When OpenAI released ChatGPT in November 2022, the AI conversation quickly turned to superintelligence. AI progress seemed so swift that artificial superintelligence, where computer models would substantially surpass humans in all cognitive tasks, appeared within reach in just a few years.  

If superintelligence was right around the corner—but only with the highest-end chips that only the U.S. possessed—then a high-end chip blockade might have made sense. If the U.S. could delay China’s chip development for just a few years, U.S. firms would get to superintelligence first, thereby giving the U.S. a permanent and decisive economic, technological, and military advantage. This thinking led to the 2023 chip control updates and the January 2025 diffusion rule, which the Trump administration repealed in May 2025.

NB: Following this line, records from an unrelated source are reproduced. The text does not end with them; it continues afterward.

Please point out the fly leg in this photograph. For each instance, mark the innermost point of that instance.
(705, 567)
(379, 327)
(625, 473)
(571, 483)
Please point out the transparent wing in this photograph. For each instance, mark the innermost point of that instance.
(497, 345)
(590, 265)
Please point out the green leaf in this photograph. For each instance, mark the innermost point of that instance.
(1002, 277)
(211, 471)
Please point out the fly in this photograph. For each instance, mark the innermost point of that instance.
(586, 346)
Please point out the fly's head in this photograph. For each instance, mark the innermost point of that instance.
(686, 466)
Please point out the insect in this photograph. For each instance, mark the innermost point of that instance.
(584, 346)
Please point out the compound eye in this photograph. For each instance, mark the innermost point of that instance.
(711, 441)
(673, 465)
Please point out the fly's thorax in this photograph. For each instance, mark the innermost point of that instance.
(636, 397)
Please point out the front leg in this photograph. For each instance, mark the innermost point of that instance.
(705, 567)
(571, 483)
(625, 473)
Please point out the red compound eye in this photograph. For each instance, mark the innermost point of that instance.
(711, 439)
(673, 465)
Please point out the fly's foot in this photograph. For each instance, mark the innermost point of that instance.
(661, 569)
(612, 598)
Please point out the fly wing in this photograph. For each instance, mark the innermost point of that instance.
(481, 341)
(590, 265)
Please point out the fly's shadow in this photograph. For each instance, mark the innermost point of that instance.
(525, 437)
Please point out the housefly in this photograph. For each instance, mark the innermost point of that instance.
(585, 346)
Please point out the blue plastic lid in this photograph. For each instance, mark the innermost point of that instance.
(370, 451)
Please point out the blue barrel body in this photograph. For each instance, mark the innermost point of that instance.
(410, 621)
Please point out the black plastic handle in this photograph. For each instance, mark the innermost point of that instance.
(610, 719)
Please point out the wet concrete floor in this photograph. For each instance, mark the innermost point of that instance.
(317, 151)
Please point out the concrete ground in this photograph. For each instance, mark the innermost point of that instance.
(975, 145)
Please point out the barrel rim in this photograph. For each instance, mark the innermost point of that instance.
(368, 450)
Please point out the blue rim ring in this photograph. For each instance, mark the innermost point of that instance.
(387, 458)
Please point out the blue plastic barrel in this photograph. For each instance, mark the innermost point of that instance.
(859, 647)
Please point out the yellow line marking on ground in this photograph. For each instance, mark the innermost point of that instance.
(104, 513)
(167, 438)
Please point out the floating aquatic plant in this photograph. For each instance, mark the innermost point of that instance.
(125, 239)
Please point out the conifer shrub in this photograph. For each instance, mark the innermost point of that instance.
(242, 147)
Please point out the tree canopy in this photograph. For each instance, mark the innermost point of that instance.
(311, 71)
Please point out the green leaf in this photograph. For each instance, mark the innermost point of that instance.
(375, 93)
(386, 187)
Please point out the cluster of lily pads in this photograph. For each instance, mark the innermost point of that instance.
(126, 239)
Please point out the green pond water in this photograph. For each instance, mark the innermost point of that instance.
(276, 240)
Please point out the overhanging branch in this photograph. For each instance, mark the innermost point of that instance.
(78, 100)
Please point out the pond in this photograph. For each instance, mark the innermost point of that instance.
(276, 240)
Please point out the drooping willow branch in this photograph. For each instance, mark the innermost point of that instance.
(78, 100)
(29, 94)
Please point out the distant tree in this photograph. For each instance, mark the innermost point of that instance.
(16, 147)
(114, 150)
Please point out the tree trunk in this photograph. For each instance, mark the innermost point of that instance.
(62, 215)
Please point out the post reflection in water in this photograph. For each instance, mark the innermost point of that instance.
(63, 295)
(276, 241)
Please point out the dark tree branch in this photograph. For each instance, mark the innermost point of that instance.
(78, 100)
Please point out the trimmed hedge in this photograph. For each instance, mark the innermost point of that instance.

But the path to superintelligence seems a lot less clear today than it did then. AI scaling seems to have hit a wall, producing modest improvements in select model benchmarks with no dramatic breakthroughs. All signs point to future AI progress coming from useful applications, demonstrated by Anthropic’s recent improvements to its coding tool, Claude Code, and its new legal services and  financial services capabilities built on Claude Cowork. Chinese companies have produced AI models such as Zhipu’s open-source GLM-5 with similar coding capabilities relying entirely on domestic Chinese chips.

Continued attempts to achieve superintelligent models through scaling parameters, data, and compute seem less promising. Indeed, the big language models themselves seem increasingly indistinguishable from each other in practice, leading industry analysts like Paul Kedrosky and Mary Meeker to say they have become commodities, differentiated only by price and ease of use for constructing useful services.  

But if that is so, then continued export controls on high-end U.S. chips make less sense now than they might have years ago. They would cut U.S. suppliers out of the top-end of the world’s biggest chip market and allow increasingly capable Chinese chips to take their place. Their effectiveness seems limited, in any case, since even with controls in place, Chinese firms such as DeepSeek and Alibaba have developed highly capable open-source AI models that gained international popularity in 2025. Zhipu’s latest model built with Huawei’s Ascend AI chips also enjoy a dramatic price advantage over comparable U.S. models.

The more relaxed U.S. approach that President Trump announced in December 2025 would grant export licenses to China for Nvidia’s H200 chip, which is highly capable but has significantly lower processing performance compared to Nvidia’s Blackwell B300. China approved some imports of the newly available U.S. chips that include conditions and limits designed to continue its push toward technological self-reliance. The U.S. has crafted conditions for case-by-case chip approval including a volume restriction to limit exports to China to 50% of the total amount sold to U.S. customers and know-your-customer rules to prevent military use. The U.S. also collects 25% of the sales prices as an import fee, which some commentators regard as an illegal fee-for-license arrangement. No transfer has taken place yet as security reviews on the U.S. side continue, and Chinese import regulations remain pending.  

Wrangling over these implementation details might delay the flow of high-end chips to China, but it seems clear that U.S. chip export controls will be loosened going forward. Without the superintelligence justification for the toughest possible export controls, this more relaxed posture seems to be the right direction.